Thanks. I had to walk out in some salt marsh but early in the spring the ground was still hard enough not to sink, plus I had some higher ground than standing on the beach itself.My car payed the price for it, the mud I tracked on carpeted mats was not pretty but worth it.


----------



## nokk (Apr 13, 2021)

DarkShadow said:


> Thanks. I had to walk out in some salt marsh but early in the spring the ground was still hard enough not to sink, plus I had some higher ground than standing on the beach itself.My car payed the price for it, the mud I tracked on carpeted mats was not pretty but worth it.

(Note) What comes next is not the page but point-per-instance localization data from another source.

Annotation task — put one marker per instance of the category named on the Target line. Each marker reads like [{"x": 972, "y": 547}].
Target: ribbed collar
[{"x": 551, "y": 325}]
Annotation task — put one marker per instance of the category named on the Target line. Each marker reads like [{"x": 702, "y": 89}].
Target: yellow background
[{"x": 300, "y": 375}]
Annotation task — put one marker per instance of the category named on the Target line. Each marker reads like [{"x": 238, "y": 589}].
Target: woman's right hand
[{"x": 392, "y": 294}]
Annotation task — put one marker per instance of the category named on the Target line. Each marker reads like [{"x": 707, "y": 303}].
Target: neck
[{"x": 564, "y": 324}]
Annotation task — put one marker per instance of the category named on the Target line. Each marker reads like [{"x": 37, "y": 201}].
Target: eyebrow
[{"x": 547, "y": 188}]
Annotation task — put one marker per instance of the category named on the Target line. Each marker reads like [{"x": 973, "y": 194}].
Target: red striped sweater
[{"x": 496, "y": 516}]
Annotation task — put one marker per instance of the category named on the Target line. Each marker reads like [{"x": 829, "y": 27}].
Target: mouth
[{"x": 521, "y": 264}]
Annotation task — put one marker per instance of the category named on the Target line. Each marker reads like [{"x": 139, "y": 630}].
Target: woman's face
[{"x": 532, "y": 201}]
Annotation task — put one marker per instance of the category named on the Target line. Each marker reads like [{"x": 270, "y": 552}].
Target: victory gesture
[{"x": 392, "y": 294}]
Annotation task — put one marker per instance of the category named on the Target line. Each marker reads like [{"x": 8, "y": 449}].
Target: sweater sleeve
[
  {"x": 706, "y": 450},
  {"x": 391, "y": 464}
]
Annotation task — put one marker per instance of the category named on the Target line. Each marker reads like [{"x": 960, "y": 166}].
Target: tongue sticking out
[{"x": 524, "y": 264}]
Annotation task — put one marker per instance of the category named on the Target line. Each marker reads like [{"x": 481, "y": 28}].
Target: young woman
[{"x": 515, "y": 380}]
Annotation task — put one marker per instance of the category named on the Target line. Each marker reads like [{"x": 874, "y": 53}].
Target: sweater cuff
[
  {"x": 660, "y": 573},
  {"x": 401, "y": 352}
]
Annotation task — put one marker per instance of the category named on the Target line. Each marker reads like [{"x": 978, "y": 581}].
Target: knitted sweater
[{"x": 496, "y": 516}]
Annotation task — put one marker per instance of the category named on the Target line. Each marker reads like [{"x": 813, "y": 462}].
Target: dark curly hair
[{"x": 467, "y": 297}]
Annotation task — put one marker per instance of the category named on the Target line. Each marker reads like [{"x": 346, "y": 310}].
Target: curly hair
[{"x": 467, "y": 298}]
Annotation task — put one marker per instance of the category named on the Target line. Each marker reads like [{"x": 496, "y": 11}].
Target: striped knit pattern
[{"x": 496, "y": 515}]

last time i bought a car i made sure it had rubber mats for this reason.  it's not hard to find after market rubber mats, too, if this is going to become a habit for you like it did for me.


----------



## DarkShadow (Apr 13, 2021)

Yeah I have the rubber matts now, just rinse of water like new again.


----------



## NancyMoranG (Apr 13, 2021)

Did you see a nest anywhere? Should be gathering nest materials?
Nice lighting and capture.


----------



## Susan Will (Apr 13, 2021)

Beautiful bird!


----------



## DarkShadow (Apr 13, 2021)

NancyMoranG said:


> Did you see a nest anywhere? Should be gathering nest materials?
> Nice lighting and capture.


We have nest all over the place. CT has no shortage of Osprey or nest. Thanks


----------